Рома в оторопи смотрел на её зажатые в кулачок пальцы. Но решил пока не придавать значения и перевести разговор на что-то менее абстрактное:
– Так ты откуда? Из Итильска?
– Из Итильска? – переспросила гостья. – Из города? Нет. Рядом. – Она стала водить в воздухе руками, ей явно не хватало слов. – Есть место. Там, в холмах. За лесом. Ты не был, не знаешь. Вот там – начало. И потом. Под холмом, по полю. Лесом. В лесу. У поляны. Поляну ты знаешь. Там люблю, да, и ты любишь, я знаю. И потом. Через поле. Ещё под деревьями. До Итили. Вот. – Она закончила и улыбнулась, посмотрела опять прямо, не сомневаясь, что он поймёт.
Рому продрало холодом. Он не только не понял ничего из того, что она сказала, но родилось странное чувство, что понимать не хочется – это значило, сломать в себе что-то устоявшееся и привычное, пустить в свой мир нечто неизвестное. Нет, ему точно не хотелось её понимать. И этого прямого взгляда больше не хотелось. Ему было неуютно под ним.
Она словно заметила его смятение и посмотрела с вопросом:
– Холодно? – но тут же ответила сама себе: – Нет, не холодно. Сложно? – догадалась она, и Рому как ужалило – сейчас начнёт выяснять, что ему непонятно, а это не тот разговор, который ему хотелось бы продолжать.
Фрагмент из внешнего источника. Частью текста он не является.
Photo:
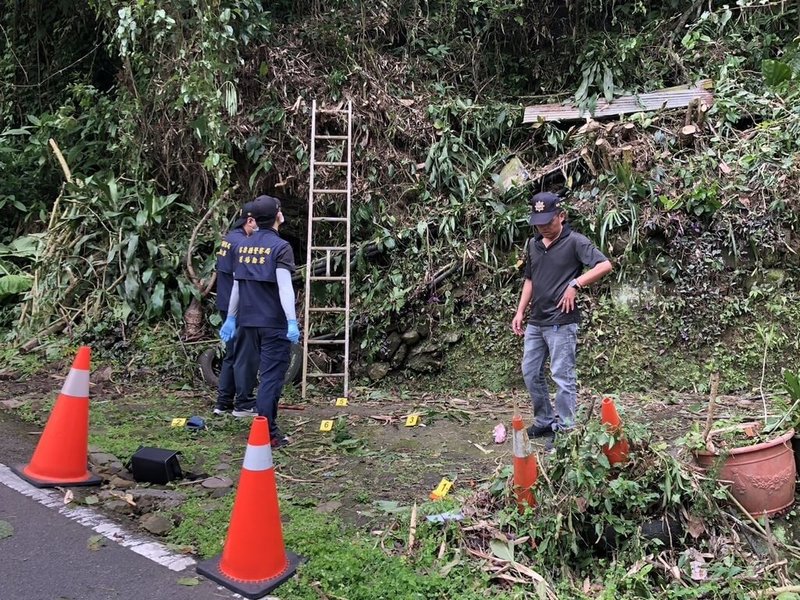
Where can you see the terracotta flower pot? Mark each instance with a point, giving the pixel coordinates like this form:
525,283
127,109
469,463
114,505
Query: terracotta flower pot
762,476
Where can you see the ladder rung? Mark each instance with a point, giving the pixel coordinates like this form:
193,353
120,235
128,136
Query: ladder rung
325,374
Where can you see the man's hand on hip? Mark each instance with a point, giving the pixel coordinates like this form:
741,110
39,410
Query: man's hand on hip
567,302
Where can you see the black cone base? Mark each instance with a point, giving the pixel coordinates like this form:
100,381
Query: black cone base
256,589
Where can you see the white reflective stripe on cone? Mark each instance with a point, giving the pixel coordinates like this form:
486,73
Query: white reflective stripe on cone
257,458
77,383
519,445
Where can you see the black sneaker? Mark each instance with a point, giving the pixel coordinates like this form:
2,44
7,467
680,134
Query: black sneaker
279,441
535,431
245,412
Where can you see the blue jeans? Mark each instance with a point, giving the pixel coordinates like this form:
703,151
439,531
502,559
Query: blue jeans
274,350
559,342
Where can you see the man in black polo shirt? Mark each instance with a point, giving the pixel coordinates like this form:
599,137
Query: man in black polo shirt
556,258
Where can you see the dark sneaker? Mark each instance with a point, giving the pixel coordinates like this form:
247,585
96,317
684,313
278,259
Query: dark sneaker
245,412
279,441
535,431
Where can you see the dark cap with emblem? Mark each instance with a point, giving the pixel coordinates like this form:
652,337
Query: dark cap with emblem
544,206
263,208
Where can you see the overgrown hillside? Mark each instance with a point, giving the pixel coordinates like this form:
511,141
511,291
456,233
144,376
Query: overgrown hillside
166,112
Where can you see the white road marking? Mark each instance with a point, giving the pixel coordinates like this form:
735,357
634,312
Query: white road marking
149,549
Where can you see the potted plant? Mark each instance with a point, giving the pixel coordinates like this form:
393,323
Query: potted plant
756,458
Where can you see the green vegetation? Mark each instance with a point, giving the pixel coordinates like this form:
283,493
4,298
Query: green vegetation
164,111
131,132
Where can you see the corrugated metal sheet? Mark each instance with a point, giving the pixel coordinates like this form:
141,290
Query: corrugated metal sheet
662,99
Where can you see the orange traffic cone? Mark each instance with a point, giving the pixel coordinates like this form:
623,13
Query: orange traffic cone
254,561
618,453
526,469
60,457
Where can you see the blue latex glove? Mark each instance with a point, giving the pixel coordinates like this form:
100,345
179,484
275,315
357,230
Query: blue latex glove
228,331
293,332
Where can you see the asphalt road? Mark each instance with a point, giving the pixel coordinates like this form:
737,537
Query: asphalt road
63,553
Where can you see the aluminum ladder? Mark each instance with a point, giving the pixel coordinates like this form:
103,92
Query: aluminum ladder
327,289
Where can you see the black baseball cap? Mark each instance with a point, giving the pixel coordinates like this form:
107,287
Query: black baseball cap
262,208
544,207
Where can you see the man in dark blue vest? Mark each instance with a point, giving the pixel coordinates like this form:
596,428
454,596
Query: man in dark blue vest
230,374
262,305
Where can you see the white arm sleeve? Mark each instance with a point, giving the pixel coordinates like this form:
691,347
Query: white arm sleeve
233,303
286,292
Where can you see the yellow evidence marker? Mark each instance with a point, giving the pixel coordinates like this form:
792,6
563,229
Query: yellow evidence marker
441,489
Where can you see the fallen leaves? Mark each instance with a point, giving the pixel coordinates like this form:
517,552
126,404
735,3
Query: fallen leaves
96,542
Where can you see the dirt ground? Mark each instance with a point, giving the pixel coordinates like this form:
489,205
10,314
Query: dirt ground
370,455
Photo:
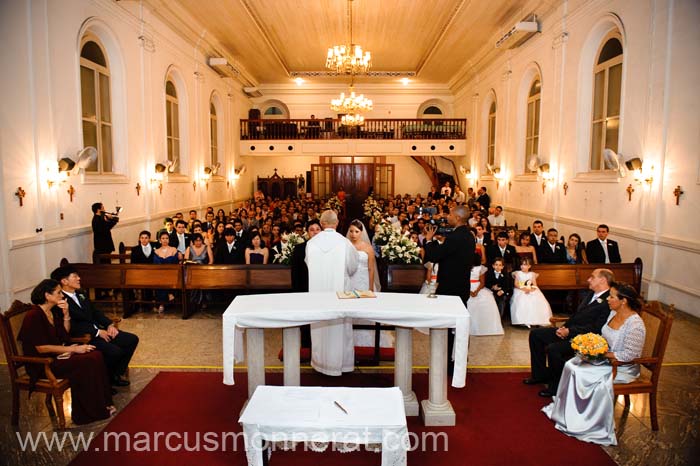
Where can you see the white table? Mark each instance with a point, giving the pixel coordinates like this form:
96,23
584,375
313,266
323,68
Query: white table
405,311
310,415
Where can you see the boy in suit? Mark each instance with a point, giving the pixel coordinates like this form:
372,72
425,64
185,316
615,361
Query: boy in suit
603,250
498,282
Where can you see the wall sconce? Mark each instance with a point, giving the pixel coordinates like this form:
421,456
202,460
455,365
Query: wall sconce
158,175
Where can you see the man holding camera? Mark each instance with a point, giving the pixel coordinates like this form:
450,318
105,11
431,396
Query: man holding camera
454,258
102,224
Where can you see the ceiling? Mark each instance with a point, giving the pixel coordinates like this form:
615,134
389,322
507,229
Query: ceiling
275,40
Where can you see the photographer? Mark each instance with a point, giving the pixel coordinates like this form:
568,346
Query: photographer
454,258
102,224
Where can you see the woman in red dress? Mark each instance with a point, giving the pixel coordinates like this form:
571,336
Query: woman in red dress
45,331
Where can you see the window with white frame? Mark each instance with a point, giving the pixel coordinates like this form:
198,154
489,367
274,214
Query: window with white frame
213,138
532,134
491,144
172,123
95,100
607,91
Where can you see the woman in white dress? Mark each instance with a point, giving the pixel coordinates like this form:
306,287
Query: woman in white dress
584,404
485,319
528,306
365,278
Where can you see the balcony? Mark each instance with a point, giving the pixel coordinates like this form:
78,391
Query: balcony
377,129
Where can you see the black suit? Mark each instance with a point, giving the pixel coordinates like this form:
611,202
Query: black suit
533,242
509,255
497,284
138,257
546,346
455,258
223,256
545,255
86,318
596,255
102,233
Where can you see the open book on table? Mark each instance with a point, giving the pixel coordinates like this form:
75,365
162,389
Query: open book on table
354,294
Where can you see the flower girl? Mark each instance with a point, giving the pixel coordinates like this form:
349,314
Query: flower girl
528,306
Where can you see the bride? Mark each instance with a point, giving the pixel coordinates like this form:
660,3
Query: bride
365,278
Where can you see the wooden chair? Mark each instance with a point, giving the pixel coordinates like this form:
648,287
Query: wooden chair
657,321
10,323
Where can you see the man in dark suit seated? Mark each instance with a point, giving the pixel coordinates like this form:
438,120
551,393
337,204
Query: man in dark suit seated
454,258
551,251
230,251
499,283
117,347
603,250
537,237
503,250
552,345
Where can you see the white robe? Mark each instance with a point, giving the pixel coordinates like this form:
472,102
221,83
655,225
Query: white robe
331,259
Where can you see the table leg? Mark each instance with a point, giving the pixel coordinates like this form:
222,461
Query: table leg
255,352
437,410
403,371
291,345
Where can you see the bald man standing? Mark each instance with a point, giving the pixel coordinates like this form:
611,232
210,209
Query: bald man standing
331,259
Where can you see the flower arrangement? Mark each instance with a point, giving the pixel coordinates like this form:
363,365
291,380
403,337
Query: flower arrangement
290,241
334,203
590,346
399,249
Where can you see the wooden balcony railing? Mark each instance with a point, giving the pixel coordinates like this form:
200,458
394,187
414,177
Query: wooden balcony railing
329,128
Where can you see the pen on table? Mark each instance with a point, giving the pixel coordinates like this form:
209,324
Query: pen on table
339,406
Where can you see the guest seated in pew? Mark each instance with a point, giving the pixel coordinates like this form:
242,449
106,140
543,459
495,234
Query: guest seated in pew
117,347
45,332
165,254
550,347
256,253
230,251
584,402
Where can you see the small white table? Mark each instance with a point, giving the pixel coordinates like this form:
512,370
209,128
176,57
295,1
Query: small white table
405,311
311,415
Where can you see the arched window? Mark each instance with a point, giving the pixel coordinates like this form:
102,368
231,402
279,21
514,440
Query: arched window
432,110
172,122
532,134
96,103
491,144
607,91
213,134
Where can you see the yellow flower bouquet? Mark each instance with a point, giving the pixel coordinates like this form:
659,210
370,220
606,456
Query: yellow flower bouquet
590,347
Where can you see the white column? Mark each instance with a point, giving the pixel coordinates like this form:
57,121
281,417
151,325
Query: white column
291,345
255,352
437,410
403,371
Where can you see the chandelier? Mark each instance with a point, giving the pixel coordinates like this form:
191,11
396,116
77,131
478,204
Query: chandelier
348,58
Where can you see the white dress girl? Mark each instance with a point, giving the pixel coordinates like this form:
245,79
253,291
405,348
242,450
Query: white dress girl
485,319
528,306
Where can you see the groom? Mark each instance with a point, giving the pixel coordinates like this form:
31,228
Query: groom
553,345
331,259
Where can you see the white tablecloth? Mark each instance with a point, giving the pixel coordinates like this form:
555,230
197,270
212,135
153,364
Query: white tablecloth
295,309
309,414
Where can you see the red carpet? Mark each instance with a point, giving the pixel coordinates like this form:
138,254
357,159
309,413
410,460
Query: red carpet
499,423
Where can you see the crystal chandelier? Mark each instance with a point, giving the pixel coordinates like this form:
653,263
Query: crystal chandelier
348,58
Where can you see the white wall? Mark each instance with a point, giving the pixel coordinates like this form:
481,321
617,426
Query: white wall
659,124
41,122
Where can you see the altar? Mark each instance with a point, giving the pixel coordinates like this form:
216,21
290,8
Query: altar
254,313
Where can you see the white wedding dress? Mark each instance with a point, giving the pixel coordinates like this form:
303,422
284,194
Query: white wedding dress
360,281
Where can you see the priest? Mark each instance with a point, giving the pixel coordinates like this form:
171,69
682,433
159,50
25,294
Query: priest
331,259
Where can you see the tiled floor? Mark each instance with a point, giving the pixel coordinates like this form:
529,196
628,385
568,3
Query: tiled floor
169,343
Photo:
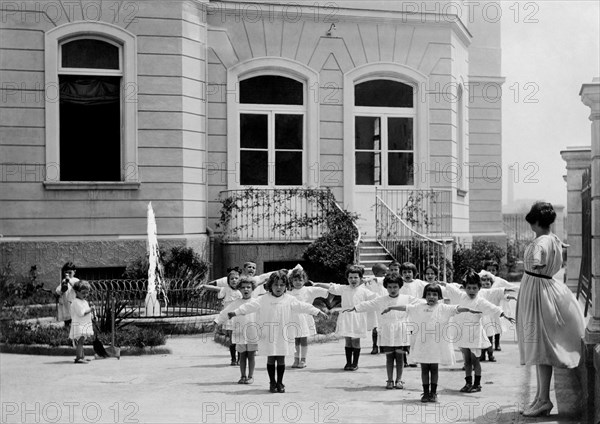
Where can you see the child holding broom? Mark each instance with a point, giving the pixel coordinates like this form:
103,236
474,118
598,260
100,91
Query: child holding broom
81,324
Он подскочил на постели, засуетился, заговорил быстро, не глядя на неё:
– Слушай, пойдём-ка выпьем чаю, ты хочешь чаю, да и поесть чего-то стоит, время к обеду, как ты, а?
Она не отвечала, следила за его метаниями по комнате. Он вдруг сам увидел, как выглядит в её глазах, и стало стыдно. Остановился, понял, что ищет одежду, не соображая, что её тут быть не может, она осталась в ванной. Рванул туда – и ощутил неожиданную радость, что можно на какое-то время остаться без наблюдающих глаз.
В ванной нашлись его шмотки, а в углу – её. Он быстро оделся, подобрал её одежду и вернулся. Она успела выйти из комнаты и теперь стояла посреди гостиной, ничуть не смущаясь своей наготы. Рома снова испытал приступ нежности, увидев её такой открытой, понятной, такой странной посреди знакомой до слёз комнаты – но решительно, даже грубо, проходя мимо, сунул ей в руки куль и протопал на кухню. Поставил чайник, стал вытаскивать из холодильника всё то немногое, что там оставалось.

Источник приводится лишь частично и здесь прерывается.